- Dia da Caridade
Sob as aparências de uma escada foi mostrado ao santo patriarca aquela vida unida com a virtude, para que ele aprendesse, e ensinasse aos outros, que não pode subir até Deus senão aquele que tenha as vistas sempre voltadas para algo mais alto, e não se contente com as coisas que já fez ou em permanecer nas que já alcançou, considerando uma perda não buscar coisas mais altas; a altura das bem aventuranças umas para com as outras faz com que aqueles que já receberam algumas delas possam se aproximar de Deus, que é verdadeiramente feliz, constituído e estabelecido acima de toda bem aventurança.

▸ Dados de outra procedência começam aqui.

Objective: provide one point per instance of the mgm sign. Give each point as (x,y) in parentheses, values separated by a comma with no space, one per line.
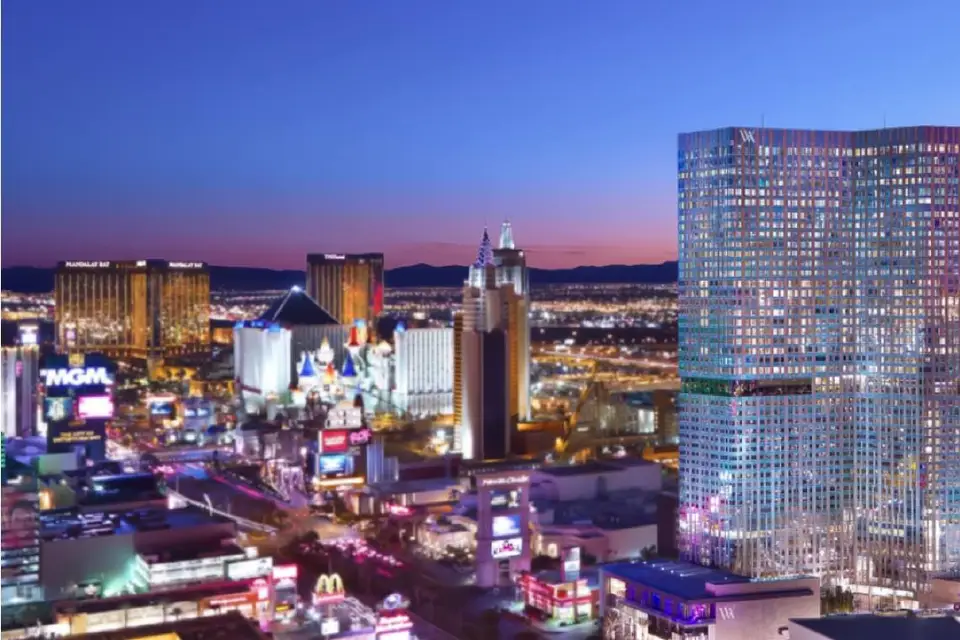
(329,589)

Uma doutrina essencialmente idêntica à contida nas bem aventuranças foi ensinada por Hugo de S. Vitor sob a forma de uma sucessão de três dias que distinguem o curso da vida espiritual. Ela está contida no final do VII do Didascalicon, e ressalta de modo especial alguns dos pontos principais sobre os quais quisemos conduzir a exposição precedente; é também fundamento para entender o que se seguirá mais adiante: Temos, diz Hugo de S. Vitor, três dias interiores pelos quais a nossa alma se ilumina.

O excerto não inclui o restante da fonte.